Sin embargo, para los grandes patrimonios globales, el aspecto financiero apenas supone un obstáculo. Lo que realmente exigen hoy estos usuarios a bordo es no perder el confort digital al que están acostumbrados en tierra firme, convirtiendo la conectividad en el nuevo gran indicador de lujo.
Una factura de 43.000 euros por un simple despiste
Disponer de una conexión a internet sin interrupciones y a máxima velocidad mientras se cruzan océanos se ha vuelto un requisito innegociable. "Imagina alguien que está en una videollamada desde su casa, se sube al coche, continúa su viaje y luego toma el avión. Debería ser una transición fluida", afirma el empresario.
Conseguir esa fluidez aérea requiere una tecnología satelital cuya instalación previa puede rozar los 450.000 dólares. A esto se le suma el desorbitado coste de los datos en pleno vuelo, algo que Francis ilustra con una anécdota personal: "Mi nieto se conectó con su iPad durante un trayecto, se descargó una película en Netflix y nos llegó una factura de 43.000 euros".
El confort invisible: la lucha contra la fatiga
Más allá de la conectividad a bordo, los fabricantes de aviones privados se han volcado en mejorar la experiencia sensorial de los pasajeros.

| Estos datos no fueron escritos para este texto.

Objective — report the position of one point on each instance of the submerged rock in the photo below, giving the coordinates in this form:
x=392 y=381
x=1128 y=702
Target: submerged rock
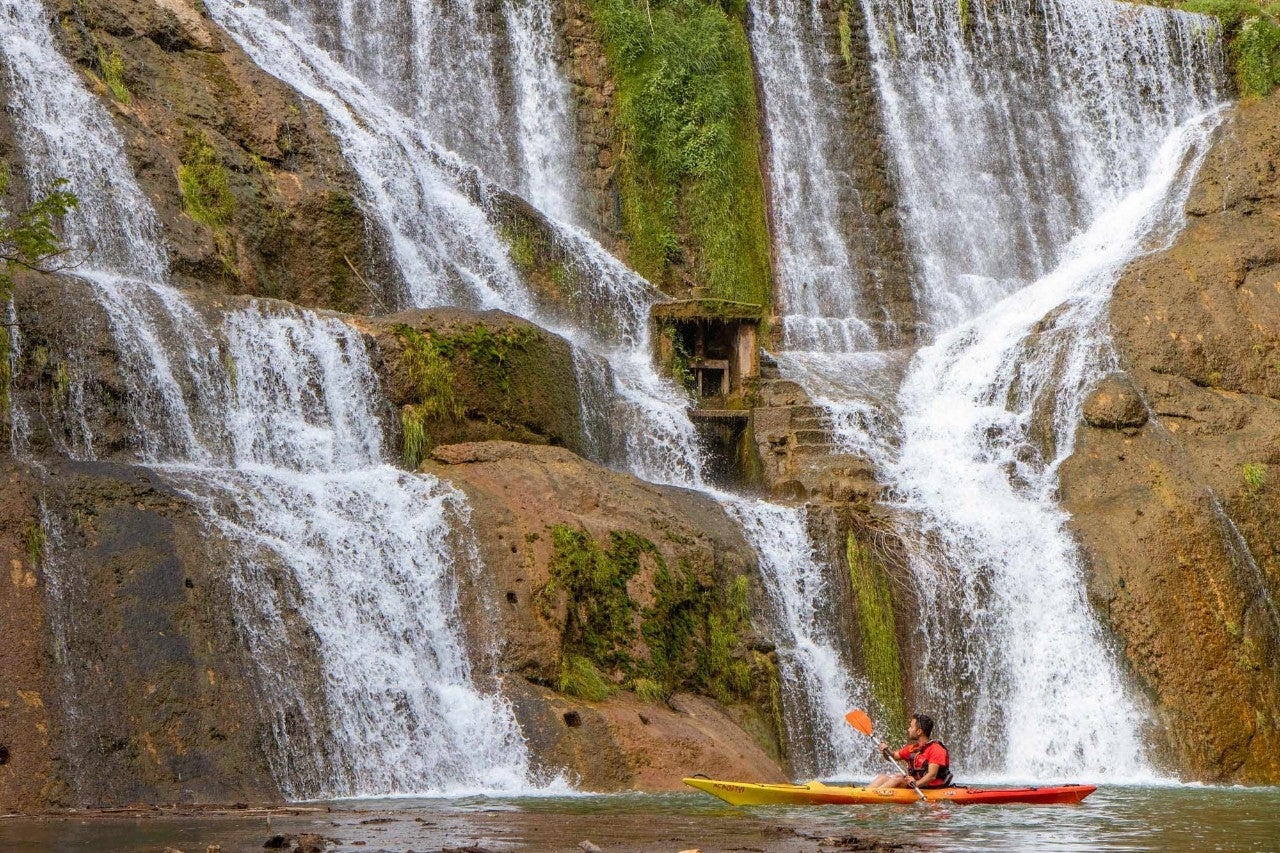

Detalles como el nivel de presurización de la cabina, los colchones hechos a medida, la humedad del aire o la insonorización son ahora clave a la hora de decidir la compra de un aparato.
"Cuanto menor sea la vibración y el ruido, menos fatigante será para la persona", concluye Francis sobre la evolución de un sector donde el verdadero lujo se mide en no notar que se está volando.